NASA Glenn Research Center, Cleveland, OH

Paper No. GT2009-60120, pp. 495-504; 10 pages
doi:10.1115/GT2009-60120
From:
  • ASME Turbo Expo 2009: Power for Land, Sea, and Air
  • Volume 4: Cycle Innovations; Industrial and Cogeneration; Manufacturing Materials and Metallurgy; Marine
  • Orlando, Florida, USA, June 8–12, 2009
  • Conference Sponsors: International Gas Turbine Institute
  • ISBN: 978-0-7918-4885-2 | eISBN: 978-0-7918-3849-5

abstract

Approaches to improving gas turbine cycle efficiency by cooling the compressor discharge air used for turbine cooling are explored.

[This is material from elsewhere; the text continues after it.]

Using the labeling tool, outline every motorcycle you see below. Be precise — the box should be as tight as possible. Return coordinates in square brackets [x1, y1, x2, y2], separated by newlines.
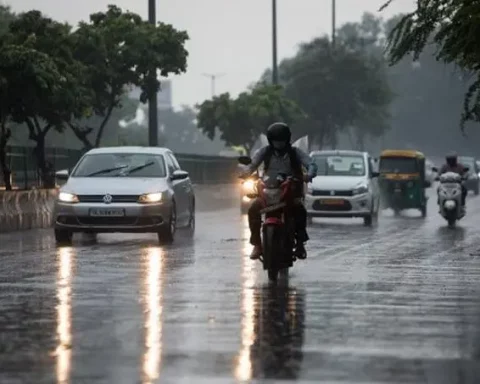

From a turbine cycle standpoint, cooling the coolant air can improve cycle efficiency. A significant improvement in specific fuel consumption is achieved by raising the turbine rotor inlet temperature, and engine pressure ratio. Precooling compressor discharge air can enable rotor inlet temperature to increase up to 100 K at the same rotor cooling flow rate ratio. The efficiency gains from a 100 K rise in rotor inlet temperature translated into a fuel savings of 400 kg for a mission length of 5450 km. This fuel savings means about a 1200 kg savings in CO2 production. Compressor discharge air that passes through a heat exchanger may not have enough pressure to prevent hot gas ingestion through the cooling holes of the high pressure turbine stator. A stator analysis assuming a mixture of precooled and uncooled compressor discharge air showed only a 50 K rise in rotor inlet temperature due to precooling at the same cooling flow rate ratio.